O PT, em seu 3º Congresso (2007), aprovou algumas diretrizes para definir sua posição em relação à Reforma Política, em especial: financiamento público e exclusivo de campanha; o voto em lista partidária pré-ordenada com representação de gênero, raça e etnia para as eleições proporcionais; a fidelidade partidária; modificações no método de participação popular (referendos, plebiscitos, conferências, orçamento participativo, conselhos).
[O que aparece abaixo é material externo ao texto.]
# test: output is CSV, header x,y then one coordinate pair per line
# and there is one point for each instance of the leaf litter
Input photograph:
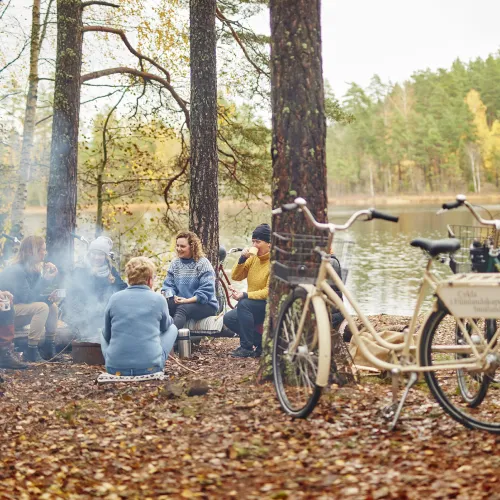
x,y
216,433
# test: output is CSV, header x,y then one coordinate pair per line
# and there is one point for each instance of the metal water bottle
x,y
184,343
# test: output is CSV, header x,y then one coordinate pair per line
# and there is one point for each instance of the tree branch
x,y
99,2
140,74
121,34
45,23
227,22
16,58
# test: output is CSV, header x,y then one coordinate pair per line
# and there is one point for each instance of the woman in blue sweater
x,y
190,283
138,331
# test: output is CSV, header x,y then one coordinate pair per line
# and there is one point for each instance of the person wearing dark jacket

Na última reunião do Diretório Nacional, nos dia 29 e 30 de abril de 2011, o partido reafirmou posição favorável a esses pontos.
Uma reforma política que se preze deveria começar corrigindo uma distorção presente no sistema atual em que não é respeitado o princípio de “uma pessoa, um voto”. Para o Senado Federal, por exemplo, o Estado do Acre tem direito a 3 senadores e o Estado de São Paulo também a 3 senadores. A diferença é que no Acre existem 473.041 eleitores e em São Paulo 30.377.955 eleitores (dados do TSE). Ou seja, no caso das eleições para o Senado, o voto de 1 eleitor do Acre é equivalente ao voto de 64 eleitores de São Paulo! Essa distorção deveria acabar em uma Reforma Política, extinguindo o Senado e instituindo o sistema unicameral, em que os votos, independente do seu Estado de origem, tenham o mesmo peso – ou seja, quanto maior o número de eleitores do Estado, maior o número de parlamentares eleitos.
Entendemos que a proposta do voto em lista significa um passo positivo, pois em tal modelo o voto não seria mais em candidatos, mas sim no partido, que apresentaria aos eleitores uma lista pré-ordenada com os candidatos que pretendem assumir os cargos de vereador, deputado estadual e federal. Esse método ajuda a centrar a eleição no partido e não nas personalidades. O partido, seu programa, sua história e suas propostas devem se sobrepor ao estrelismo individual. No PT, isso abriria a oportunidade para que houvesse maior ênfase na discussão coletiva das propostas a serem defendidas nas eleições proporcionais.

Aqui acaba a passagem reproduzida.